Less than one year later, over 1500 Canadians have had their lives medically terminated, the vast majority by euthanasia by lethal injection. The rate at which euthanasia has been accepted by the Canadian medical profession and the public is shocking. The New England Journal of Medicine even published the protocol used by Toronto hospitals to select patients for MAiD euthanasia in the May 25, 2017 edition

http://www.nejm.org/doi/full/10.1056/NEJMms1700606

It is difficult to understand how one can accept the principle of PAS for patients capable of swallowing 100 secobarbital pills but reject euthanasia by lethal injection for even sicker patients who are unable to. This is why every jurisdiction outside of the USA which has legalized PAS has also legalized euthanasia. Canada is already discussing euthanasia of children and allowing euthanasia by advanced directive.

For the record, Oregon has also introduced a bill that would legalize euthanasia, although it did not pass in this session.
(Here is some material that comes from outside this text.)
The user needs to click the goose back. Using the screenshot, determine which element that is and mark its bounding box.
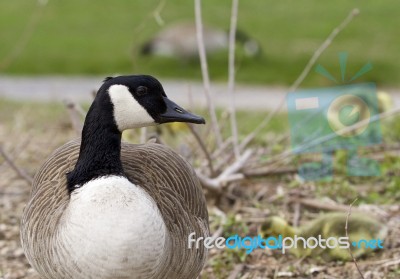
[21,139,209,279]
Once doctors accept the fallacy that killing is compassionate medical care, and a humane response to suffering, then there is no potential limit to the medical killing.

That is why maintaining the Hippocratic red line is so important. It protects the medical profession from being asked to do things that we should not want to do and should not do.

“Neither will I administer a deadly drug to anybody when asked to do so, nor will I suggest such a course. . .”

Joseph E. Marine, MD, MBA
Johns Hopkins University School of Medicine

Jim Sabin said...

Dear Dr. Marine

Thank you for your very thoughtful and important comment!

Canada appears to have followed Belgium and the Netherlands in passing a very expansive assisted suicide/medical aid in dying law.

The "slippery slope" fear leads many who would otherwise support the limited scope of the Oregon Death with Dignity Act and the similar laws in Washington, Vermont, California, Colorado, Montana (not a law, but a court decision) and District of Columbia to take exactly the view that you take. They are ethically comfortable with "medical aid in dying" for those who are terminally ill, decisionally competent, under no external pressure, and consistent in their request, but would not accept the kind of extension you describe in Canada.

If you haven't read the New Yorker article to which I give a link in this post I recommend reading it. I found it a horrifying example.

As you say, in 2015 State Representative Mitch Greenlick in Oregon proposed extending the criteria of the Death with Dignity Act. The legislature did not support his proposal, but I agree that legislatures or courts could extend patient eligibility. It hasn't happened in the 20 years since the DWDA act was implemented, but it definitely could happen.

I've discussed the "slippery slope" concerns with colleagues in Oregon, Washington and California. They acknowledge that legislatures or courts could change the eligibility criteria beyond those seen as having a terminal illness and capable of self administration of medication. Most of them favor retaining the Oregon criteria as ethical guidance even if the legal situation changed.

Again, THANK YOU for the very important issues you raise.